Wednesday, June 14, 2017
Interplanetary Robin Hood
One of the tricky aspects of the Green Lantern and Green Arrow stories was getting the two heroes into situations where Arrow was able to contribute something. Ollie's abilities are fine for street-level thugs and international assassins, but he's a tad underwhelming compared to Hal Jordan when it comes superpowered threats. In fact, I think a fair criticism of often otherwise excellent stories is that there was no reason G.L. couldn't have cleaned up the bad guys without Ollie's help.
"The Legend of the Green Arrow," from G.L/G.A. #92 (January 1977) does a pretty good job setting up a situation in which Ollie can shine. It begins an issue after the two partners had captured Sinestro. The villain manages to escape quickly, forcing Hal and Ollie to pursue him into space.
They find themselves on a world that at first seems to be at a medieval level of technology and are
forced to step in when they spot soldiers abusing a pretty lady. They discover neither of the power rings work, but manage to take out the guards anyways and save the girl. She immediately takes a shine to Ollie, who seems to conveniently forget he's got a lady (Dinah Prince) waiting for him back home.
That last sentence is a bit unfair, since Arrow never never actually pursues anything with the lady. Also, I'm not familiar with all the stories in this run, so perhaps he and Dinah weren't together at this time.
The lady's name is, of course, Marion. Her world normally has a pretty high level of technology (including interplanetary travel) despite the medieval trappings. But King Rickard is away fighting wars in space and his evil brother (Prince Yuan) has usurped the throne. Yuan lives in a high-tech tower that emits an energy-cancelling force field (even affecting the power rings) to prevent anyone from ever rebelling against him. We also eventually learn he has a fleet of warships waiting in orbit to ambush and kill King Rickard upon the king's return.
The parallels to the Robin Hood mythos are obviously intentional. The story begins and ends with the statement that "All Heroic Legends are Different Yet All are the Same." It's a nice shout-out to the universality of the themes in stories and myths that would have made Joseph Campbell proud.
Sinestro and the heroes have a common goal--they need to take out the tower and get rid of the anti-energy force field before they can leave. (The heroes, of course, also want to overthrow the tyrant.) So a team-up is necessary. Ollie comes up with a simple plan--while the others cause a distraction, he'll get into the tower and wreck the force field.
Of course, you just know his plan for a distraction was made as much to cause Sinestro embarrassment as to be effective. The villain is forced to perform as a jester in the streets of the village just outside the tower entrance.
The whole bit with the Silver Twist, both to get them into the adventure and then get them back home, is definitely contrived. But this is a minor complaint when measured against an otherwise well-constructed story with a solid thematic backbone. Also, seeing Sinestro dance around in his jester costume is indeed funny.

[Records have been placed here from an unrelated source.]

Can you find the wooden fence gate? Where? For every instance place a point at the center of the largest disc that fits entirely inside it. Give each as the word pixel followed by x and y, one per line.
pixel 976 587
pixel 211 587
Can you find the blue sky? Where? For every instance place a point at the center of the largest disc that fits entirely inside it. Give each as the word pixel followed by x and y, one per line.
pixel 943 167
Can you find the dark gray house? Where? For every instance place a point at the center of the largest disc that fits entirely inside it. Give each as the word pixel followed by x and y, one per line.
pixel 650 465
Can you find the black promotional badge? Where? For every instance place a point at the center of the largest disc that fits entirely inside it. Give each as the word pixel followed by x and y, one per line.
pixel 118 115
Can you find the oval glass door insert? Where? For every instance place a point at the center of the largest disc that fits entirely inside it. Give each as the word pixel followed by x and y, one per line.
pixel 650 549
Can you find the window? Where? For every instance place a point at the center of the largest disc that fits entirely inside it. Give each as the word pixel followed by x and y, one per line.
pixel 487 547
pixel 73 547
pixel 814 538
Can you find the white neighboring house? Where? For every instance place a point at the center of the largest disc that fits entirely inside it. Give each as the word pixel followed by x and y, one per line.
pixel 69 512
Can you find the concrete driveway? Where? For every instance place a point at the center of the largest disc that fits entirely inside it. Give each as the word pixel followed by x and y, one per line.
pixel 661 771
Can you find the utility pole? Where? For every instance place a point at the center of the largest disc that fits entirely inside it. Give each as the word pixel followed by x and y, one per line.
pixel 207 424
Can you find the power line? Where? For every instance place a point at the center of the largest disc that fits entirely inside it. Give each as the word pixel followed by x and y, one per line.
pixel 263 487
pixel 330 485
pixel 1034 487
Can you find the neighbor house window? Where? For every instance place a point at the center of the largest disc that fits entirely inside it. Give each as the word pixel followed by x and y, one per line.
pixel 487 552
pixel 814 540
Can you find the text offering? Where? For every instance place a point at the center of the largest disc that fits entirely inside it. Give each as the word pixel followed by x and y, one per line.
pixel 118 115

I almost forgot to give the credits, didn't I? The story was written by Denny O'Neil and drawn by Mike Grell. And, by the way, I tried to find more information on the Silver Twist, which I think appeared in a few other G.L. stories from the 1970s. If it had been introduced in a previous story, then its status as a deus ex machina is slightly mitigated. But even the D.C. wiki lacks an entry on it. Some aspects of comic book mythology are so obscure, even normally "we never forget ANYTHING" comic book fans lose track of them!